Médicos de Tráfego alertam: mudanças no Código Brasileiro de Trânsito podem sobrecarregar o SUS e atrasar processos de emissão de carteiras de motorista

A aprovação do Projeto de Lei nº 3267/2019, que estabelece mudanças no Código de Trânsito Brasileiro (CTB), pode aumentar a demanda por atendimento no Sistema Único de Saúde (SUS) em 6 milhões de pessoas. Outro efeito colateral da proposta seria a criação de entraves relevantes aos processos de concessão e renovação das carteiras de habilitação no Brasil. Esses alertas foram levados ao Ministério da Saúde pela Associação Brasileira de Medicina de Tráfego (ABRAMET), em audiência realizada na terça-feira (22), em Brasília (DF).

O encontro ocorreu com a coordenadora-geral de Vigilância e Doenças e Agravos não Transmissíveis, Luciana Monteiro Vasconcelos Sardinha. “Foi uma conversa esclarecedora, em que pudemos apresentar ao Ministério da Saúde dados científicos e o panorama da medicina de tráfego”, afirma Juarez Monteiro Molinari, presidente da ABRAMET.

No cenário atual, a cada ano, são realizados seis milhões de Exames de Aptidão Mental e Física (EAFM), procedimento exigido para a concessão e renovação da carteira de motorista, realizados por médicos especialistas em tráfego. O PL nº 3267/2019 flexibiliza a norma em vigor, retirando a exigência do exame por médico especializado e permitindo que a avaliação do condutor seja feita pelo SUS.

“O Ministério não tem sido consultado, mas é nosso interesse adotar medidas que melhorem o trânsito e reduzam os acidentes”, afirmou Luciana Sardinha. Ela concordou que a proposta onera o sistema de saúde público e merece reavaliação.

Estudos - Na audiência, a ABRAMET apresentou sua atuação no campo científico, com a produção de estudos e ações de formação e de capacitação em medicina de tráfego, em parceria com o Conselho Federal de Medicina (CFM) e suas regionais; a Associação Brasileira de Medicina (AMB); e outras entidades. Acompanhado por Geraldo Guttemberg Soares Junior, representante da ABRAMET no Distrito Federal; e por Alysson Coimbra de Souza Carvalho, diretor da ABRAMET em Minas Gerais; Molinari defendeu a seriedade da atuação da medicina de tráfego e que sejam adotadas normas para tornar o EAFM mais rigoroso.

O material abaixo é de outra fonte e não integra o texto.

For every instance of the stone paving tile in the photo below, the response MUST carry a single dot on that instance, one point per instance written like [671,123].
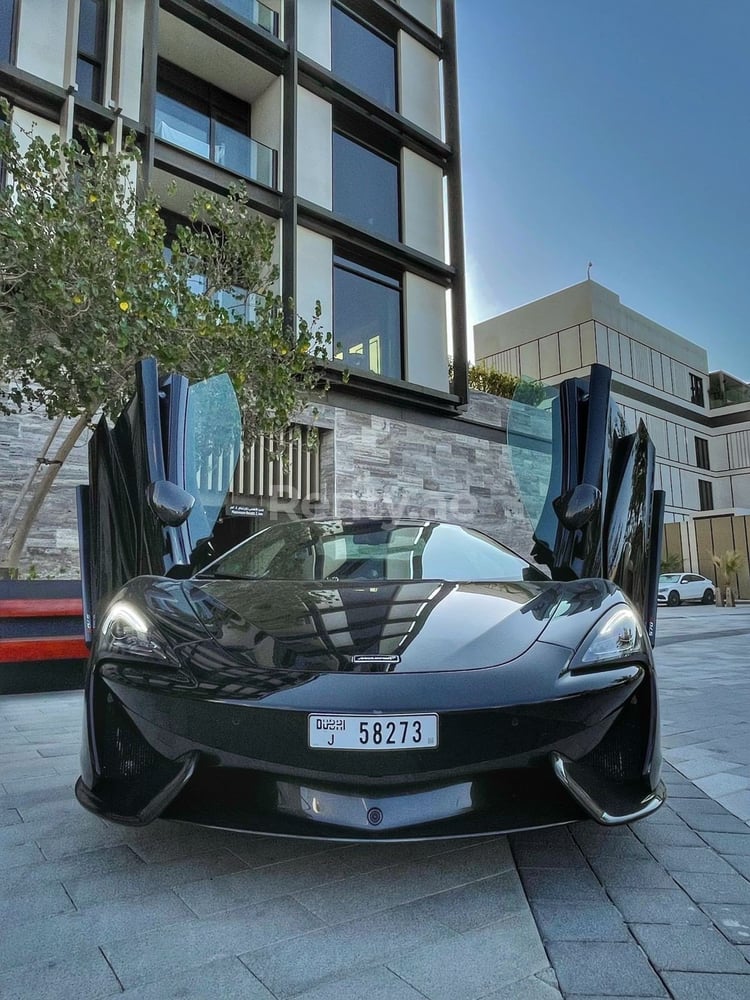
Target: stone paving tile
[481,902]
[47,828]
[87,977]
[10,817]
[562,884]
[540,857]
[45,901]
[714,888]
[291,967]
[532,988]
[729,843]
[740,864]
[606,968]
[72,749]
[164,841]
[579,921]
[20,879]
[19,788]
[690,859]
[657,906]
[477,963]
[718,785]
[141,958]
[372,984]
[718,823]
[732,921]
[738,803]
[86,837]
[222,979]
[688,949]
[402,883]
[86,891]
[707,986]
[244,885]
[62,936]
[624,872]
[668,836]
[24,854]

“Nós entendemos que o SUS não consegue contemplar tantos atendimentos”, avalia Geraldo Guttemberg Soares Junior. “O trânsito merece um olhar diferenciado. Não podemos escolher o futuro da população. É preciso trazer racionalidade para o trânsito e preservar a vida”, afirma, por sua vez, Alysson Carvalho. Na reunião, os três dirigentes da Abramet responderam perguntas e entregaram documentos com dados importantes sobre o tema à representante do Ministério da Saúde.

Acompanhada por integrantes de sua equipe, Luciana Sardinha propôs maior aproximação com a entidade. Para ela, é importante estimular a troca de experiências e de dados que fortaleçam as ações do governo para a segurança no trânsito. A coordenadora acredita que cabe discutir o aperfeiçoamento do Exame de Aptidão Física e Mental, sendo que, na sua avaliação, o governo trabalha para ampliar o alcance de programas como o Vida no Trânsito, apoiado pela ABRAMET.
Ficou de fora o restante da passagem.